In the standard behavior, the Apps in the Safe Network will be associated to a concrete PMID (Proxy Maidsafe ID) and a sandboxed user space associated with this PMID.

Go beyond this allowed space will require the express permission of user.

1 Like

Yes, I read that earlier when you linked it previously (well, the main topic anyway, I only skimmed over the 68+ replies that came after it). There didn’t seem to be any mention in there of restrictions on the actions apps could perform on the user’s local box, only on actions taken within the MaidSafe network. That’s what I was confused about.

Also, I didn’t see anything in that topic about allowing encrypted peer-to-peer connections between specific, individual MaidSafe users. (E.g. Like what would be required for chat applications like the one in the video I linked.) It only discusses connecting to “the MaidSafe network”. Maybe I’m just not understanding what capabilities “the MaidSafe network” provides beyond file storage?

Okay, that makes sense. So apps run with the launcher are basically executed in a chrooted Linux container, or whatever the MaidSafe equivalent of that is?

The system is pretty big and some of the thread discussions are quite specific. The Crust library is responsible for connections between nodes. To give this some context the network stack is demonstrated here.

In terms of the networks capabilities, it is possible to run any web service possible on the current Internet: VOIP, streaming sites, exchanges, storage, social networks…etc…on the SAFE Network. The difference being that the infrastructure is decentralised and privacy and security and user control over their own data is the default setting.


Yeah, I think that’s partly why I’m having so much trouble wrapping my head around the whole thing.
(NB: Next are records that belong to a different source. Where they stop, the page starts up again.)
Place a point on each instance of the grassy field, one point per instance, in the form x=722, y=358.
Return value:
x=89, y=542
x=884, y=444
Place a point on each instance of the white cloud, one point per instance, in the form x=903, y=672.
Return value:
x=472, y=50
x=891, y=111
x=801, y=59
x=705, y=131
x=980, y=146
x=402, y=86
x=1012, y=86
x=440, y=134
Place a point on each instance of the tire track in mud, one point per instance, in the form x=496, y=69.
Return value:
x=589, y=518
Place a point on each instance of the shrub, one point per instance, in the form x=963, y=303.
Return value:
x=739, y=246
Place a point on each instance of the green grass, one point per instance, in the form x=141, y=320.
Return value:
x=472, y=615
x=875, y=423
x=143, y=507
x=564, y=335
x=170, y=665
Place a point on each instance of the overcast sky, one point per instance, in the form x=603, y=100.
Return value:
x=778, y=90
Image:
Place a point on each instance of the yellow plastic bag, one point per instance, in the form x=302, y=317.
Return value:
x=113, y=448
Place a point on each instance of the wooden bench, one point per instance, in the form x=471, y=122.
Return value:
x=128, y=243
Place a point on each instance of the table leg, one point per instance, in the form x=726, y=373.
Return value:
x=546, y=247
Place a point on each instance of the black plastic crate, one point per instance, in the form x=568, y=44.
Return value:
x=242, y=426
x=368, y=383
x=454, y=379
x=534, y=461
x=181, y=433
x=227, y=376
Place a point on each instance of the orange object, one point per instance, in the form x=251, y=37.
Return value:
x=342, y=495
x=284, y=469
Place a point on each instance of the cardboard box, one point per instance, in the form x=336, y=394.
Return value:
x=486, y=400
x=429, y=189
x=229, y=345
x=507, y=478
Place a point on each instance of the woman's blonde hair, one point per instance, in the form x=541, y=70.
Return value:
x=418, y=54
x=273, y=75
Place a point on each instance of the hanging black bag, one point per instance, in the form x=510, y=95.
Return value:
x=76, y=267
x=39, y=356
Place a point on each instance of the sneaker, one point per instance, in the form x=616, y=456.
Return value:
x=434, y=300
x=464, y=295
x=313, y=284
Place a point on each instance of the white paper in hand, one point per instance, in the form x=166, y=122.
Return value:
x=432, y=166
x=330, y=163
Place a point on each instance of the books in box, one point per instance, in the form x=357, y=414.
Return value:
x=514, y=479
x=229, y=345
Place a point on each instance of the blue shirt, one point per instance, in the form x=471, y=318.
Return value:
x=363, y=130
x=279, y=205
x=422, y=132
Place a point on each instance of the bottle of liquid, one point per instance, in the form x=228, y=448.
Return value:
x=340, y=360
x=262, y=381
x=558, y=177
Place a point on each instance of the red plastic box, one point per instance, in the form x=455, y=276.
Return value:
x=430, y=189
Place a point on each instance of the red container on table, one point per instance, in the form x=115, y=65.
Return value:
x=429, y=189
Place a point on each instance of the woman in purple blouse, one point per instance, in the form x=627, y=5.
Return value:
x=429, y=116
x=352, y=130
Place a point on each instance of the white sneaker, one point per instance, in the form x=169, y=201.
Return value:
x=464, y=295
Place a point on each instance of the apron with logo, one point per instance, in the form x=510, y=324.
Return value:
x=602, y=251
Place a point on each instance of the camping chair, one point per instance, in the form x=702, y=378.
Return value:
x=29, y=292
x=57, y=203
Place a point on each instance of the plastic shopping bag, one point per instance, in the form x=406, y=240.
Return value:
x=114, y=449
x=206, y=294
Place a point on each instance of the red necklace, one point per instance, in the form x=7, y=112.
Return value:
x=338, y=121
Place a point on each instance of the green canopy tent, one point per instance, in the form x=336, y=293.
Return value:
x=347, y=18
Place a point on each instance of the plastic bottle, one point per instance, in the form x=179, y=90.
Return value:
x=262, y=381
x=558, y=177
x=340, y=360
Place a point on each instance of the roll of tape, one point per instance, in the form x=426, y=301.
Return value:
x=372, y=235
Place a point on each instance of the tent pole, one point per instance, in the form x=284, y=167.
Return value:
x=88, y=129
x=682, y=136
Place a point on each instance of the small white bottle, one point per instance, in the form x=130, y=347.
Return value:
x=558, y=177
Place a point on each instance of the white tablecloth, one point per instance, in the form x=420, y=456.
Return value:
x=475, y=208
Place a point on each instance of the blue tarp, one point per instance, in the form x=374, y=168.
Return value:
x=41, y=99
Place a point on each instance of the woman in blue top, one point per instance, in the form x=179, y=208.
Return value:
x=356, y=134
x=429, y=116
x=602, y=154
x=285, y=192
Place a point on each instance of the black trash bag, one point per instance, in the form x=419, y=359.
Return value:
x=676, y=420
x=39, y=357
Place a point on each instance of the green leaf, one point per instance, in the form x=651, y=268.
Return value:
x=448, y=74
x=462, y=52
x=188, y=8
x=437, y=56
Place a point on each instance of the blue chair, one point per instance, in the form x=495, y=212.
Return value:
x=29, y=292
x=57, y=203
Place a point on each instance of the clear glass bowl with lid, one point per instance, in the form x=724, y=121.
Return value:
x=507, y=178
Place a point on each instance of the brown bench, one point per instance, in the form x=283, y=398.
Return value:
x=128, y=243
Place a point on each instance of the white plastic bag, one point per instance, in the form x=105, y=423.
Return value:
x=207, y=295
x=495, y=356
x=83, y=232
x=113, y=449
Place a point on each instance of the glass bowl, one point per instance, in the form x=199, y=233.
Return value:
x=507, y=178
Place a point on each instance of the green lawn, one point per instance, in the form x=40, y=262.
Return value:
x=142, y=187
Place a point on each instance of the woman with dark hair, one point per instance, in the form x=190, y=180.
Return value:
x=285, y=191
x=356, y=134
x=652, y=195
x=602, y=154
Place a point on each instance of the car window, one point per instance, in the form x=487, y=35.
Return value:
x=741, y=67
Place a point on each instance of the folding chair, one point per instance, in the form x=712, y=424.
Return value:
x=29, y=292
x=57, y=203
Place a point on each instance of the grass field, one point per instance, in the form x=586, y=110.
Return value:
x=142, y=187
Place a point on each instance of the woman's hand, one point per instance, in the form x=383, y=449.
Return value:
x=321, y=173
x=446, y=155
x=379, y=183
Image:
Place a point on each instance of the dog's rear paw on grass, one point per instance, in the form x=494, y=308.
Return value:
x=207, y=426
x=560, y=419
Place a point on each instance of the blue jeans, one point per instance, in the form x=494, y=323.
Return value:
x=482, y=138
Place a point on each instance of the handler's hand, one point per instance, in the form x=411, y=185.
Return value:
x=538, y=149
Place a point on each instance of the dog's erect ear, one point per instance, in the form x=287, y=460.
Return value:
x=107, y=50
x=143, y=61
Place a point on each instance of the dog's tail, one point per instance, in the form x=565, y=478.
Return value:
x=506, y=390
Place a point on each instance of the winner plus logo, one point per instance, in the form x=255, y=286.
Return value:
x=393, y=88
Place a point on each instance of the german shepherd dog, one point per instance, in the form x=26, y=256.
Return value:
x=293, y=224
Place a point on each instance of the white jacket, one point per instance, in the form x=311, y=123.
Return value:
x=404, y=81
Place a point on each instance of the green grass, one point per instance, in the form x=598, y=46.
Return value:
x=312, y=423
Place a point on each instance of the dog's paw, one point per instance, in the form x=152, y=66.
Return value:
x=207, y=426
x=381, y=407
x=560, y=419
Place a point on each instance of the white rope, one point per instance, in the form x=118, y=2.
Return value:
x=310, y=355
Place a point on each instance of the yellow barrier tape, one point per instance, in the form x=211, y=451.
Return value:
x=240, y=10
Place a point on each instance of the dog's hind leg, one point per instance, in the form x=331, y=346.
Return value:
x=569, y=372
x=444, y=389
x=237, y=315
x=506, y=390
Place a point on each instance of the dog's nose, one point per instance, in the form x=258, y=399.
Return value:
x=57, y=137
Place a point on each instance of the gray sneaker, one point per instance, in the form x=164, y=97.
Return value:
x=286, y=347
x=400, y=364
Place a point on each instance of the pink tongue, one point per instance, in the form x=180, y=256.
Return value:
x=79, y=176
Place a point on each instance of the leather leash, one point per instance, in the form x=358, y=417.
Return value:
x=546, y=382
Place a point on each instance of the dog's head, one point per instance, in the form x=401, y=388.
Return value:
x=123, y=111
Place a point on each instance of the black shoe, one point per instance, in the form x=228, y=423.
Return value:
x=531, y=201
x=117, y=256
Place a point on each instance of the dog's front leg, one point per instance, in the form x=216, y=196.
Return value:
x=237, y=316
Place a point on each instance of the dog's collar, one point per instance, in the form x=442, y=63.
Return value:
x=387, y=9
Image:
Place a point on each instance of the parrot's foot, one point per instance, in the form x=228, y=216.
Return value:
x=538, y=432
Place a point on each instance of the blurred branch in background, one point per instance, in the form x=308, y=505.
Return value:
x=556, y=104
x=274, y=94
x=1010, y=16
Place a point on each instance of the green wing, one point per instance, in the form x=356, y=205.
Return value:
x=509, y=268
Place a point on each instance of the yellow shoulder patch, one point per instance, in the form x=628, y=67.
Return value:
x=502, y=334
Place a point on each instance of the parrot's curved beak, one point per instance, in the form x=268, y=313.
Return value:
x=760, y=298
MaidSafe seems to be a fairly complex system with a lot of interconnected components; so even with all the reading I’ve done so far it’s still difficult for me to see how all the pieces fit together.

I guess what I’m really trying to ask is, laying aside all the implementation details for now, what specific abstractions does MaidSafe provide to me as an application developer? Based on my current understanding of the platform, I believe that MaidSafe provides my application access to the following resources:

  1. Access to the underlying MaidSafe network. This network is an overlay network built on top of the internet, and behaves very much like the internet itself. Every node and every piece of data on the network has it’s own unique 512-bit address (which also doubles as a public key?). If I have an address, I can send messages to the node associated with that address (just like TCP/IP on the regular internet), or retrieve the data associated with that address. All connections on the MaidSafe network are encrypted (only the message receiver can decrypt), and private (no third parties can find out what node I’m talking to or what data I’m retrieving). (If this is all true, big :+1: for that.)
  2. Exclusive access to an initially empty filesystem that my application can use however it likes. This filesystem is private and stored on the MaidSafe network.
  3. Optionally, with the user’s permission, access to files or directories on the user’s personal storage space on the MaidSafe network.
  4. Computational resources on the network… somehow? :confused: I don’t really get how this works or what exactly it lets me do. An explanation would be appreciated.
  5. Maybe some kind of DNS-style directory for helping me find other users or files on the network? :neutral_face: I don’t really get how in that example of a chat application both users were able to find each other, even though they both only knew each other’s username. Or did that employ a distributed database of some kind, shared by all users on the network? I’m not really sure.
  6. Maybe other stuff I’m missing? Or does that about cover it?

Is all that accurate? I think I’m starting to understand the vision here, but I’m still having a bit of trouble understanding exactly what MaidSafe really is. The abstract description on the home page saying “MaidSafe is a fully decentralized platform on which application developers can build decentralized applications” is probably accurate, but it’s difficult to understand all that that implies without a better understanding of the specific capabilities MaidSafe provides to applications.